Bei Angriff sind mehrere Menschen im Café
Nach Angaben der Polizei feuerten Unbekannte aus dem Auto heraus auf das Lokal. Zwei Projektile trafen die Fensterfront und zerstörten die Scheiben. Verletzt wurde glücklicherweise niemand, obwohl sich zum Zeitpunkt der Attacke mehrere Menschen im Café aufhielten. Während die Täter flüchteten, begann vor Ort die Spurensicherung.

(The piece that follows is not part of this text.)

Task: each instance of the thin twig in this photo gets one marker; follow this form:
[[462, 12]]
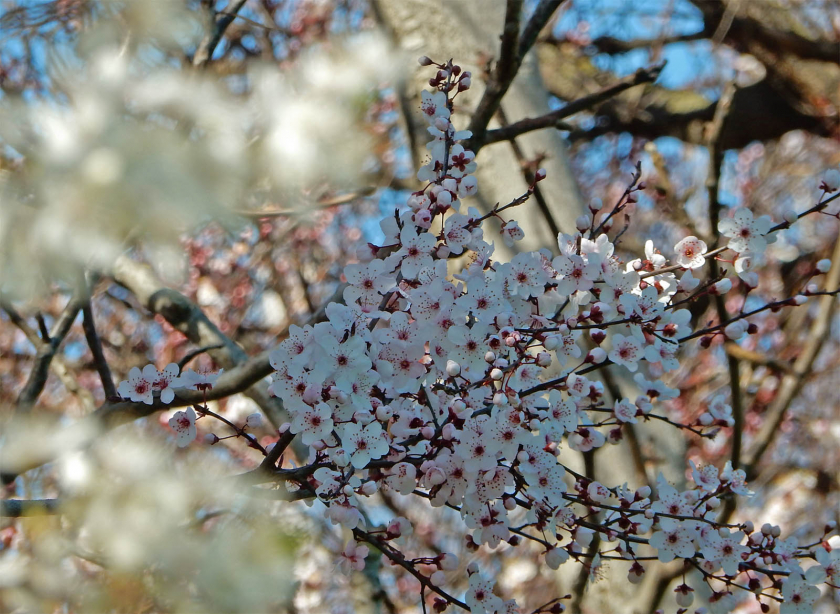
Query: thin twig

Der Vorfall reiht sich ein in eine Serie von Schusswaffenattacken, die die Hauptstadt seit Monaten in Atem hält. Erst am vergangenen Wochenende wurde in Schöneberg ein Mann angeschossen und am Unterkörper verletzt. Nur wenige Tage später rückte die Polizei mit einem Großaufgebot in den Volkspark Hasenheide aus, nachdem Zeugen Schüsse gemeldet hatten. Rund 50 Einsatzkräfte suchten das Gelände stundenlang ab, aber ohne Ergebnis.

Es geht um Erpressung und Machtkämpfe
Für die Ermittler ergibt sich ein klares Muster: Viele dieser Taten stehen im Zusammenhang mit kriminellen Milieus. Es geht um Erpressung, Machtkämpfe und Revierstreitigkeiten innerhalb der organisierten Kriminalität. Die Drahtzieher sitzen oftmals in der Türkei und heuern Attentäter im Internet über soziale Medien wie Tiktok an. Und immer wieder geraten dabei auch Unbeteiligte in Gefahr.
Die Sicherheitsbehörden reagieren mit spezialisierten Einheiten. Beim Landeskriminalamt wurde die Sondereinheit „Ferrum“ gegründet, die gezielt gegen solche Gewalt vorgehen soll. Auch die Staatsanwaltschaft hat mit der Ermittlungsgruppe „Telum“ nachgezogen. Durch Razzien in Bars und bekannten Treffpunkten soll der Druck auf die Szene erhöht werden.